Şu anda halen yine bu paralel dinler ihdasına karşı bir tepki bulunmamaktadır. 15 Temmuz vesilesiyle kimi seküler değerler alabildiğine kutsanmaktadır. İslam’ın, doğası gereği bulunması gereken konumu ve bu konum uğrunda verilmesi gereken her türlü mücadele, eş oranda tavsatılmakta, deyim yerindeyse halının altına süpürülmektedir. Bu da, FETÖ’yü tel’in faaliyetlerinin bir parçası olarak yürütülmektedir.
Fetö tel’in edilirken, akide/inanç/İslam algısı bakımından Fetö’den hiçbir geri kalır tarafı bulunmayan diğer cemaatlere (fetö’cükler!) neden laf edilmemektedir? Fetö’nün bir biçimde referansı olan Said Nursi’nin çizgisi hala koruma altındadır. Toplumun kanaat önderleri, topluma bulaştırdıkları yığınlarca akidevi pisliğin bedelini kısa bir ‘pardon’ ile ödemiş bulunuyorlar. Toplum ise yeni paralel din/ler/e maruz kalmaya devam etmektedir.

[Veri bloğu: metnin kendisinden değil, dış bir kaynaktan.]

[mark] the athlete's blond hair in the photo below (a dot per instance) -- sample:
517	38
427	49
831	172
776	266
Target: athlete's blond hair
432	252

Bu toplum aslında çok saf, çok temiz, akidesi arı-duru, ahlakı Müslüman ahlakı ama işte aranın fetö’leri olmasa… Durum böyle değil sevgili dostlar. Rabbimiz, “Başınıza gelen bir musibet kendi ellerinizle işledikleriniz yüzündendir” (Şura, 30) buyurduğuna göre durum bu kadar basit değildir.